More than 94 percent of organizations already have Agile or DevOps initiatives or plan to adopt them within the immediate future, according to a survey by VersionOne. As part of the process transformation required to adopt these more iterative and rapid methods of delivering software, organizations are reassessing all practices associated with software development and test, including load testing.

Traditionally, load testing has been deferred until the late phases of waterfall release cycles. Specialized performance testers applied legacy load testing tools to validate application performance prior to release. Why is this no longer sufficient?

With teams moving to more componentized applications (including cloud-native apps, microservices, etc.), an application involves many highly distributed components—and a performance issue in any of them could have a ripple effect across the entire application.
Now that new functionality is being released weekly, daily or hourly, each team needs instant insight into whether their incremental changes negatively impact performance.
The later you start load testing, the more difficult, time-consuming and costly it is to expose, debug and resolve performance problems.

In-depth load testing by performance-testing specialists remains critical, but it doesn’t provide the level of fast, on-demand load testing that’s critical for Agile and DevOps. Developers and testers need a way to expose critical performance issues before new functionality progresses through the delivery pipeline. To achieve this, DevTest team members must be able to easily:

Create load tests that provide fast feedback on the functionality they’re evolving; and
Execute and scale those load tests as needed—without the exorbitant costs and efforts traditionally required to establish, configure and maintain a performance test lab.

Traditional Load Testing Isn’t for Everyone

However, load testing has long been the domain of performance testing specialists for a reason: it’s difficult. Today’s developers and testers don’t have the time (or desire) to wrestle with all the technical details required to get load tests working correctly and to keep brittle load tests in sync with the rapidly evolving application.

The traditional way of approaching load test scripting is at the protocol level (e.g., HTTP).

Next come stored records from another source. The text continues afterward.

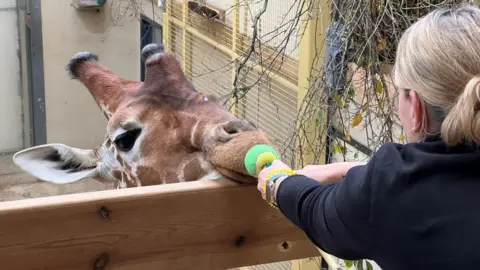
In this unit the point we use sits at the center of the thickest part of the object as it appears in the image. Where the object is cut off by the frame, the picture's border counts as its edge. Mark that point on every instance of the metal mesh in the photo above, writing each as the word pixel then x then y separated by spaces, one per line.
pixel 208 53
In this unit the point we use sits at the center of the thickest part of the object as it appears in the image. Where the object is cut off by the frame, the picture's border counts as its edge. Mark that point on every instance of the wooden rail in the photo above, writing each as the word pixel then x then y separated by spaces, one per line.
pixel 195 225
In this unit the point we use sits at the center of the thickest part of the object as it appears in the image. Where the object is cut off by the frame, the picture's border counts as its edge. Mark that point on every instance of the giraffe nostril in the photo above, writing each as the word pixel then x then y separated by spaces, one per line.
pixel 231 130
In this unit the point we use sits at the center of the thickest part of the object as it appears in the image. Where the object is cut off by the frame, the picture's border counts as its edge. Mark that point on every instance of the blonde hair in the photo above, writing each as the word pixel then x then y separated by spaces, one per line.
pixel 439 58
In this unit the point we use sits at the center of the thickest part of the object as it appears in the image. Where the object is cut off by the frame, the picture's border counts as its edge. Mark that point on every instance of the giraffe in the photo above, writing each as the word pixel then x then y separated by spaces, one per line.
pixel 159 131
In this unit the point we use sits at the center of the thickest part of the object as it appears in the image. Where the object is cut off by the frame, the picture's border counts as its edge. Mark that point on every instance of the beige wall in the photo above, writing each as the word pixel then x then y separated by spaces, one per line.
pixel 72 116
pixel 11 129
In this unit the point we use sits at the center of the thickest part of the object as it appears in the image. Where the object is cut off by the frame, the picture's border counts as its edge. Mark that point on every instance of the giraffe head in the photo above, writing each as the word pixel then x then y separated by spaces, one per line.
pixel 159 131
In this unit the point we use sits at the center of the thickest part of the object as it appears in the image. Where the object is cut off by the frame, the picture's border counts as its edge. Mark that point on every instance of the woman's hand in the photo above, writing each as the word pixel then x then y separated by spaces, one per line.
pixel 264 173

This includes load testing with open source tools such as JMeter and Gatling, as well as legacy tools including LoadRunner. Although simulating load at the protocol level has the advantage of being able to generate large concurrent load from a single resource, that power comes at a cost. The learning curve is steep and the complexity is easily underestimated.

The main culprit for this complexity is JavaScript. In 2011, there was usually less than 100 KB of JavaScript per page, which spurred around 50 or fewer HTTP requests. Now, that’s doubled: We see on average 200 KB of JavaScript per page, and this gives us more than 100 requests per page.

Just running a search on a simple search page involves things such as XML HTTP requests processed asynchronously after page load. You also find things such as dynamic parsing and execution of JavaScript, the browser cache being seeded with static assets and calls to content delivery networks.

For a more business-focused example, consider the SAP Fiori demo app. Assume we want to load test two simple actions: navigating to a page and then clicking on the “My Inbox” icon. This actually generates more than 120 HTTP requests at the protocol level.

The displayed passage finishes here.